Avant la promulgation de la loi du 21 avril 1810 par Napoléon Bonaparte, l’exploitation du charbon en France se caractérisait par un cadre juridique incertain et des méthodes techniques souvent rudimentaires, contrastant avec l’organisation plus structurée qui s’est développée par la suite.
Voici une description de l’état de l’exploitation minière durant cette période de transition.
1. Le cadre juridique et la fragmentation des exploitations
Avant 1810, le régime de propriété des mines était régi par la loi de 1791, adoptée sous la Révolution. Cette loi déclarait que les mines étaient à la disposition de la Nation, mais elle accordait une préférence quasi systématique aux propriétaires du sol pour l’exploitation du sous-sol.
Conséquence : Cela a entraîné un morcellement extrême des exploitations. De nombreux propriétaires terriens ouvraient de petites fosses artisanales sur leurs terres, sans coordination technique ni vision à long terme.
Le manque d’investissement : En l’absence de concessions à long terme garanties par l’État, les exploitants hésitaient à investir de capitaux importants pour creuser des puits profonds ou acquérir des machines d’exhaure (pompage de l’eau).
2. Caractéristiques techniques des galeries pré-napoléoniennes
La configuration des mines de cette époque reflétait les limites technologiques et financières des exploitants :
Faible profondeur : L’extraction se faisait principalement à flanc de coteau (par des galeries horizontales appelées « fendues » ou « tailles ») ou par de courts puits verticaux ne dépassant généralement pas quelques dizaines de mètres de profondeur.

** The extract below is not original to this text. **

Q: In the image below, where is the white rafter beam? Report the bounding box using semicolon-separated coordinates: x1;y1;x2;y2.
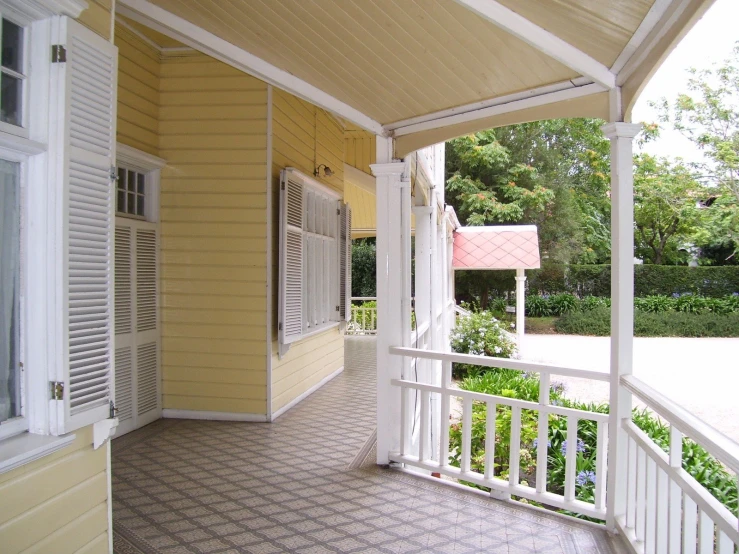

Tracé irrégulier : Contrairement aux galeries rectilignes et planifiées de l’époque industrielle (souvent associées aux normes d’ingénierie de la période napoléonienne), les galeries pré-1810 suivaient de manière empirique et sinueuse les veines de charbon les plus faciles d’accès.
Soutènement rudimentaire : Le boisement des galeries était souvent sommaire, réalisé avec des essences locales sans standardisation. Les risques d’éboulement étaient fréquents.
Problème de l’eau et de l’air : L’aération reposait sur des méthodes naturelles (cheminées d’appel d’air) souvent insuffisantes, limitant la longueur des galeries. L’évacuation des eaux d’infiltration se faisait manuellement ou par des galeries de drainage gravitaire, ce qui bloquait l’exploitation dès que l’on atteignait la nappe phréatique.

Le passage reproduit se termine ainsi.